Ch. 14 You Got Me
*Corman
Corman, ignoring the pounding at the door, continued to inspect his hand. The cut was over an inch long and still bleeding. "I'm serious. This needs stitches."
"The door. Move!" Olson hissed. Both agents crossed the floor to press against the wall, out of sight of anyone standing at the door.
"Move it, Mr. Bennet. Answer, and stay calm. Invite her in. Remember, we aren't here," Lee whispered. He brandished his purple wand thing again.
Corman shook his head. "Screw you guys."
"Do it." Olson pulled the gun from the holster to threaten him.
Corman grunted in defeat. Still clasping his bleeding hand, he stood shakily and walked to the door. Whoever was there pounded on it again, and a man yelled his name. He frowned at Agent Olson.
"Answer it. Stay calm. Get rid of him, unless of course, your shadow mistress is there. Then invite her in."
Corman mouthed yes, sir. He breathed in, filling his lungs and on the exhale, opened the door.
Detective Miller stood on his doorstep. There were no women with him, shadowy or otherwise.
A smile bloomed on Corman's face. He hoped it conveyed a hint of desperation without giving anything away to either of the insane, fake policemen watching him.
"Are you all right?" Detective Miller asked him. "I heard shouting."
"Shouting?" From the corner of his eye, Corman watched the gun tip forward until it was pointed at the level of his chest. "I was playing D&D with the speakers on. I was fighting a couple of evil mages, who jumped me when I was going to a tavern in a town."
He motioned with his eyes left and right at the feet of the two agents holding him captive. The detective, however, blinked in confusion. "The commotion I heard from your apartment was a game?"

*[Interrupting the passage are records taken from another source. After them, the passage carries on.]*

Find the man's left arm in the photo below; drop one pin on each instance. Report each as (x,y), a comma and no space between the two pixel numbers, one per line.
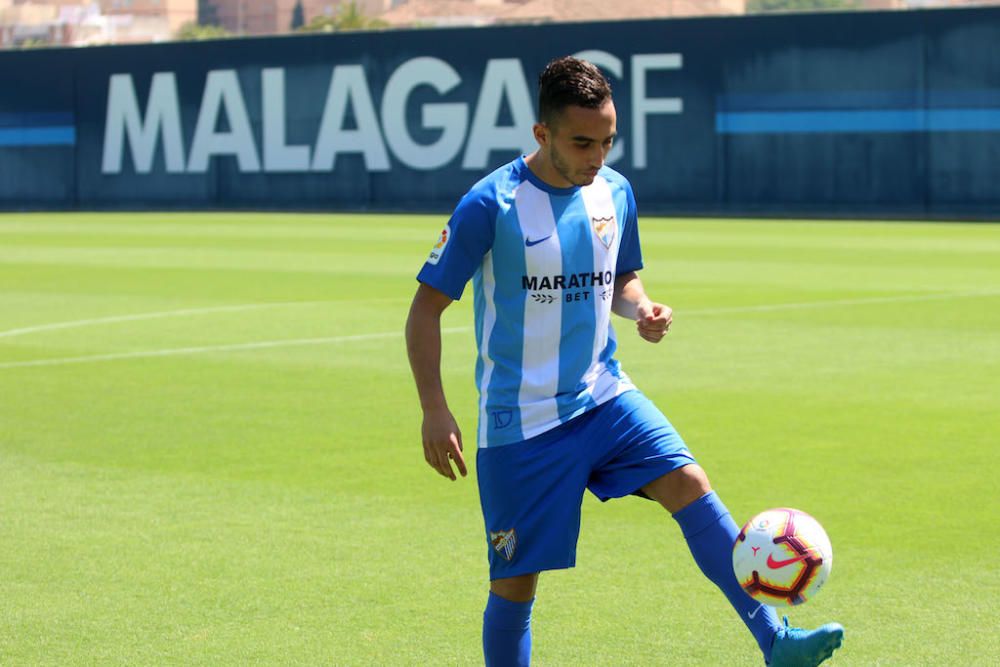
(652,319)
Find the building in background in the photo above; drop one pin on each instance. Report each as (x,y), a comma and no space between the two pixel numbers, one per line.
(82,22)
(75,23)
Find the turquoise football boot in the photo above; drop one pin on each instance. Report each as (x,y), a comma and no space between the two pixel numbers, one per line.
(795,647)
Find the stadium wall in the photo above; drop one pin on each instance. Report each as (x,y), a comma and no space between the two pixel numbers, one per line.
(889,114)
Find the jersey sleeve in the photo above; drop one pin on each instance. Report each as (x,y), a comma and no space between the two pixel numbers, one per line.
(629,252)
(460,248)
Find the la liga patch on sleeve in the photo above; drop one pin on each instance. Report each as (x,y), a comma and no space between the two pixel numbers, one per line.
(439,247)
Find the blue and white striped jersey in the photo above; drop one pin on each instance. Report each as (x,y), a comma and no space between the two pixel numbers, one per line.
(543,261)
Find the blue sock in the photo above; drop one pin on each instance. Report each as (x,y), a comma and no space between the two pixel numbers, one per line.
(507,632)
(710,533)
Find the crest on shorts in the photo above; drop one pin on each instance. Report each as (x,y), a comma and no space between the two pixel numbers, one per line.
(604,228)
(505,542)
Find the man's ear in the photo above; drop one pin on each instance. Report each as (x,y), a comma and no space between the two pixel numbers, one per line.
(542,133)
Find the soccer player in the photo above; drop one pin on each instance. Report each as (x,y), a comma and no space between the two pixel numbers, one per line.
(551,244)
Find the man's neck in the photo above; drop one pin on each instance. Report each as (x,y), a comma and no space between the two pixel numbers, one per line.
(542,168)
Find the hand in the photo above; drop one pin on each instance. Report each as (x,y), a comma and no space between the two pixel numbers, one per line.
(443,443)
(653,321)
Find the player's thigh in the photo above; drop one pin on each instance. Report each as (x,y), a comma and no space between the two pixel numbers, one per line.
(531,493)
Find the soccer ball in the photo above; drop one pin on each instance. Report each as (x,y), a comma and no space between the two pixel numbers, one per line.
(782,557)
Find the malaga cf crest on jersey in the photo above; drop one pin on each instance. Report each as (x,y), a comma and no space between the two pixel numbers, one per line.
(605,229)
(438,249)
(505,542)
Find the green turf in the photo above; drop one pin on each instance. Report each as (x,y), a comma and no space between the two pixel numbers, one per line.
(168,498)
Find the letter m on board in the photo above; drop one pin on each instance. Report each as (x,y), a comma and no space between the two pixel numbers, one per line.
(124,123)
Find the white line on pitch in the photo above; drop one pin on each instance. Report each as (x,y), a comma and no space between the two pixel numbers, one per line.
(234,347)
(74,324)
(838,302)
(376,336)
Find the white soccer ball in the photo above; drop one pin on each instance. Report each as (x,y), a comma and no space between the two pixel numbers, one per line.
(782,557)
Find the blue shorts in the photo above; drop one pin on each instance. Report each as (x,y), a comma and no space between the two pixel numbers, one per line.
(531,491)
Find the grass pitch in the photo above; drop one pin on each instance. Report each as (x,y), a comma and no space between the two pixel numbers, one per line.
(210,455)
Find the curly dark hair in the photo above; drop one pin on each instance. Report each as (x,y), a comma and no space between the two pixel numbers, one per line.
(569,81)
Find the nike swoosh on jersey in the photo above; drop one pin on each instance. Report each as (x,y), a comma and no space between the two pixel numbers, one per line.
(529,242)
(777,564)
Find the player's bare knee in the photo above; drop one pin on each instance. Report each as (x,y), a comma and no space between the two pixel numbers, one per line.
(679,488)
(516,589)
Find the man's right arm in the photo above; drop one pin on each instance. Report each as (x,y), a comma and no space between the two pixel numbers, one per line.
(441,435)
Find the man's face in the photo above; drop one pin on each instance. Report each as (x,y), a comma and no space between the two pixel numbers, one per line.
(577,141)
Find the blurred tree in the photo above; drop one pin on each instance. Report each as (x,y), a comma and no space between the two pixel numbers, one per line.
(298,16)
(347,17)
(208,13)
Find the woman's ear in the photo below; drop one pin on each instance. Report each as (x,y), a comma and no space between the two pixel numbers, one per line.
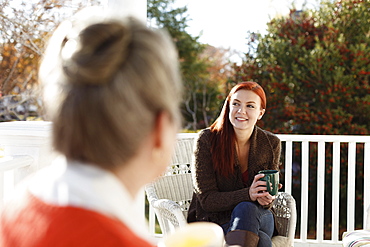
(164,134)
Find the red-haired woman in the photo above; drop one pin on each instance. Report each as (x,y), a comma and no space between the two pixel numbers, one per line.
(228,157)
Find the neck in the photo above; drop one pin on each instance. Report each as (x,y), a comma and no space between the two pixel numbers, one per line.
(243,136)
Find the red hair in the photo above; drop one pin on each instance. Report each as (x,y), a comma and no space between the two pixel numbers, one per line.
(223,138)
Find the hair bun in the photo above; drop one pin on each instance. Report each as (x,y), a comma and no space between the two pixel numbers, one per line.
(95,54)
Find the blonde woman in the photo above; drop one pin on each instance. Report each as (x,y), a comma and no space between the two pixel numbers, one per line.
(112,91)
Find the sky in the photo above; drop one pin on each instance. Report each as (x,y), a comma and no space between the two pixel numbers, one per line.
(225,23)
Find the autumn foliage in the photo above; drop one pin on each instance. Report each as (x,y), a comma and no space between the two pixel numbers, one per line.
(315,67)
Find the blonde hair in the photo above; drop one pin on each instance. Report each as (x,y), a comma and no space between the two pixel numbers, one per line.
(105,82)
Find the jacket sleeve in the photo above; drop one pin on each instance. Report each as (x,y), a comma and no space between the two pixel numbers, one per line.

"Some call it a game, others feel it to be very real, indeed. You could say, as real as real life." Corman raised one eyebrow and tipped his head a tiny bit toward his right, where Olson held the gun.
Take the hint, detective!
The detective frowned, arms crossing. "Can I come in, I would like to ask you a question about this afternoon, after you left the office."
"My office or your office?" Corman asked.
"Can I come in?"
Both the maniacs in his apartment shook their heads. Besides, unless the detective was ready for a gun-magic wand-fight, Corman couldn't let him cross the threshold.
"I'd rather not. My cleaning day is tomorrow, so the place is a wreck." It sounded weak to him and by the annoyance on the detective's face, it must have sounded weak to him as well. "Can I help you with something?"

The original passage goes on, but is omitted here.